The policing contract extension item [staff report] included multiple components:

    • approving $75 million to cover transit policing cost overruns, allowing for the current contract to not run out of funding before next June
    • approving a 6-month extension of the contract, pushing its terminus back to December 2022
    • approving the option for a second 6-month extension from December 2022 to June 2023, if needed

The policing contract extension became highly politicized in past weeks, with L.A. County Sheriff Alex Villanueva plying falsehoods to criticize Metro staff, board, and committee leadership, and later asserting that LASD should be the sole policing agency on Metro.

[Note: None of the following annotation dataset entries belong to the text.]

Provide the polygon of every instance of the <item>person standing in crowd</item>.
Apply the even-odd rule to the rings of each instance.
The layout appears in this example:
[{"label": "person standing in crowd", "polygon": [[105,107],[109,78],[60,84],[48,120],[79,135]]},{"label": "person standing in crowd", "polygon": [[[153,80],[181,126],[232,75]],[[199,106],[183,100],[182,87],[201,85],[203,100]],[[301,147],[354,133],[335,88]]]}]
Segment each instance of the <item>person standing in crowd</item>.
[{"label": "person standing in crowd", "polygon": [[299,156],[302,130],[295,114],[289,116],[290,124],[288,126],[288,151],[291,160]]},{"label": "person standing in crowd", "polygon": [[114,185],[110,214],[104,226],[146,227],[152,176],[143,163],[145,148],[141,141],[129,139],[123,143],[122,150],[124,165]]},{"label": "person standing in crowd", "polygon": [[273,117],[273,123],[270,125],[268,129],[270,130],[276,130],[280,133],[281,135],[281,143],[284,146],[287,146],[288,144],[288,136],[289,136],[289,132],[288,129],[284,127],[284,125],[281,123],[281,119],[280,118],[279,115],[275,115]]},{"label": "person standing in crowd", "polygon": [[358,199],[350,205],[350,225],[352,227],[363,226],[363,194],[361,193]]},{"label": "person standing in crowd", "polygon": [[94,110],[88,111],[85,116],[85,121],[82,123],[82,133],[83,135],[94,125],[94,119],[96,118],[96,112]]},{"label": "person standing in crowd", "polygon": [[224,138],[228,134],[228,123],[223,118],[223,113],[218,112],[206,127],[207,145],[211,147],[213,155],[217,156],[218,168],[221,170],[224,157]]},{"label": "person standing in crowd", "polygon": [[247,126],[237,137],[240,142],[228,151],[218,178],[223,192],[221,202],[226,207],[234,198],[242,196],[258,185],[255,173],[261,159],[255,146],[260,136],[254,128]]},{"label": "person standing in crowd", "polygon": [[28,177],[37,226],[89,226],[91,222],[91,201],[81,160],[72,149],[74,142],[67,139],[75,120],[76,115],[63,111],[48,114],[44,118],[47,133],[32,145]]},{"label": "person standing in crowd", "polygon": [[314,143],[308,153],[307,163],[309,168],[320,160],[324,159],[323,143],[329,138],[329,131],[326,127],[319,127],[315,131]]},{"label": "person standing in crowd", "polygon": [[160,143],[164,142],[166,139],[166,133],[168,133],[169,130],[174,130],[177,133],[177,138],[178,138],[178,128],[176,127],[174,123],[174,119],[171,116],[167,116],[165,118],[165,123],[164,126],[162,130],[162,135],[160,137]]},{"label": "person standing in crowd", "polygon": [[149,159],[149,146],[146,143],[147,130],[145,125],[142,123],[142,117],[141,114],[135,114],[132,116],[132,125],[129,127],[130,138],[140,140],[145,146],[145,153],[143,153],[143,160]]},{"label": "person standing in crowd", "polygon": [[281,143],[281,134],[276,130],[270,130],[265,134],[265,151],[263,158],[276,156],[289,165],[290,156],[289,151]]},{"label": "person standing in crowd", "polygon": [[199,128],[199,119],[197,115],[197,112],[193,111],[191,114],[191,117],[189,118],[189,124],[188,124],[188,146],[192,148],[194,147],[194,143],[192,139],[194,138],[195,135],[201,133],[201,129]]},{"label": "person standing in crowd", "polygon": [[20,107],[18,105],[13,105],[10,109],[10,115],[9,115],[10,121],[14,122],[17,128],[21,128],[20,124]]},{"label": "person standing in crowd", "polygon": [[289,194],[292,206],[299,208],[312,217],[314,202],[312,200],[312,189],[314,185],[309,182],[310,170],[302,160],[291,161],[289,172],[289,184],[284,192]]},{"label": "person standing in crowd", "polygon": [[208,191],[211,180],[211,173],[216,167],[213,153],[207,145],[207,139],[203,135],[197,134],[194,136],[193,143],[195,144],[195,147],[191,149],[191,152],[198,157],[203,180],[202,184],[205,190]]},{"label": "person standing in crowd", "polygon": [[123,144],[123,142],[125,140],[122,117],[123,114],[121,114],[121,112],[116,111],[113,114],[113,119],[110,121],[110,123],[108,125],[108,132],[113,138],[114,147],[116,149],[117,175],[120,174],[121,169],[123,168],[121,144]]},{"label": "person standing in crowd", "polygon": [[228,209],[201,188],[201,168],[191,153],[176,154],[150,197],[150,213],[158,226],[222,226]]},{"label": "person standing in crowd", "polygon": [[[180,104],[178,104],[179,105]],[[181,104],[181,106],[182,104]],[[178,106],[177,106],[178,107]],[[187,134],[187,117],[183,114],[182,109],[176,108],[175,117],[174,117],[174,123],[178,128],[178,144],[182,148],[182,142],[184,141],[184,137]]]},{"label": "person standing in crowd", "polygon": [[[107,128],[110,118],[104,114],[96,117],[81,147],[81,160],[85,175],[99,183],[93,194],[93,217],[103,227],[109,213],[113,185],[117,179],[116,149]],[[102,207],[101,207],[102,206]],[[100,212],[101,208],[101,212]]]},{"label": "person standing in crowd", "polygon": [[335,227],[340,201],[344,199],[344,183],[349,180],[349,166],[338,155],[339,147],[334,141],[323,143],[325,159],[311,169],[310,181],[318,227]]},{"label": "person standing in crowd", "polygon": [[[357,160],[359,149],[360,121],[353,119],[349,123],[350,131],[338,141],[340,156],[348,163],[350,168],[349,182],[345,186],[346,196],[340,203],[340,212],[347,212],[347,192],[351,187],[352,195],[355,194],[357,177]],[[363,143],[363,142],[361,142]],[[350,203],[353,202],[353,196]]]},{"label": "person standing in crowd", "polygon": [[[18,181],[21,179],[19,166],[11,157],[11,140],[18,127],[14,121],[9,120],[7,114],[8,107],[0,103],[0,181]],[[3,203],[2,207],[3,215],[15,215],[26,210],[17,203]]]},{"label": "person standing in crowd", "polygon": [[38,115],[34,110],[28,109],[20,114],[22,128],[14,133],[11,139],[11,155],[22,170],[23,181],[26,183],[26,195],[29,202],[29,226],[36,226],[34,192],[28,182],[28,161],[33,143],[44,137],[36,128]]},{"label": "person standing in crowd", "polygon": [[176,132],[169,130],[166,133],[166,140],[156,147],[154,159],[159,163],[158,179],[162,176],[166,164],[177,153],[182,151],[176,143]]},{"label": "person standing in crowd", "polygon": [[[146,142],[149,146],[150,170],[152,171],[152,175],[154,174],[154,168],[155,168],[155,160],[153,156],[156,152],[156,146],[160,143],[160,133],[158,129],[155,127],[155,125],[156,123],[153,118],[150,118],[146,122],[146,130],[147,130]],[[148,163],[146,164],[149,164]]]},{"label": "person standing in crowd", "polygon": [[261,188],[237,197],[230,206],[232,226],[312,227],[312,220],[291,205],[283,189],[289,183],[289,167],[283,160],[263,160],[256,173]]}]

Metro is in the midst of a process aimed at reimagining public safety on its transit system. In June 2020, the board voted to form a Public Safety Advisory Committee (PSAC) to recommend changes to its next policing contract. Metro law enforcement leadership has dragged its heels on the PSAC process, forcing the board into the position of reluctantly approving the one-year extension.

To a large extent, yesterday's contract extension approval represents a capitulation to continuing a problematic policing status quo at a time when nearly all of Metro's leadership are supportive of policing reforms. For this reason, two of the most progressive boardmembers - County Supervisor Holly Mitchell and City Councilmember Mike Bonin - abstained from approving the contract extension.

Bonin and Mitchell have been leading the Metro board's push to reimagine public safety. They were co-authors of a motion, also approved yesterday, that keeps Metro on track to embed new public safety priorities in the Fiscal Year 2022-23 budget. That motion was approved, despite an abstention from Boardmember and Glendale City Councilmember Ara Najarian, who spoke positively of the sheriff and critically of PSAC and proposed unarmed transit ambassadors.